There are different forms of a few of these, but that is not many for a moderate C program.

See! Assembly language is not so scary!

The key concept to take away from all of this warping of code is this:

The processor does very simple things. Those things look nothing like the code you originally wrote. Some tool, normally called a compiler, is responsible for translating what you wrote into something the processor can digest. Our final form was not quite that. We introduced a “humanized” form of what the processor can really digest (0s and 1s). We call that form assembly language.

This is done because us humans do not work well with piles of 0s and 1s!. We add in one more tool, called an assembler, to translate assembly language into the processor’s real language.

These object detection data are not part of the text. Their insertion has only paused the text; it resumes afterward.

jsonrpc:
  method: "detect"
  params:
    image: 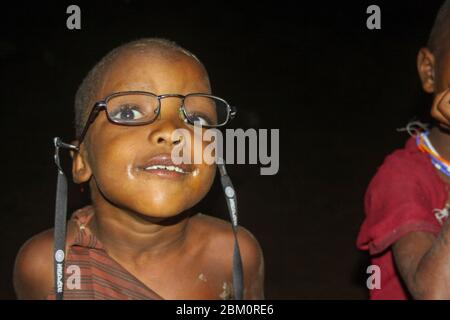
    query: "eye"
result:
[111,105,144,121]
[188,113,212,126]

In fact, the gcc compiler does exactly that:

  • It reads your program using the preprocessor to get rid of those lines starting with a “#”

  • It then translates the resulting file into assembly language

  • Next, it invokes the assembler to translate that code into 0s and 1s.

  • Finally, it saves that stuff in an executable file.

Running Your Code

Remember that the executable file produced by your build process is really a data file used by the operating system’s loader program to set up the basic memory areas needed by your program. The loader requests a block of memory for initialized data items, and writes into that memory all of your initial values. It them asks for a block of uninitialized data, and leaves that block alone, with whatever junk was there before still there. Finally, it requests a block of memory for your code (instructions) and copies your code into place. It must then patch all references to addresses in the data memory areas so things work right. Once all of this setup is done, the loader hands this new program back to the operating system and the OS will run your program when it finds the time to do so!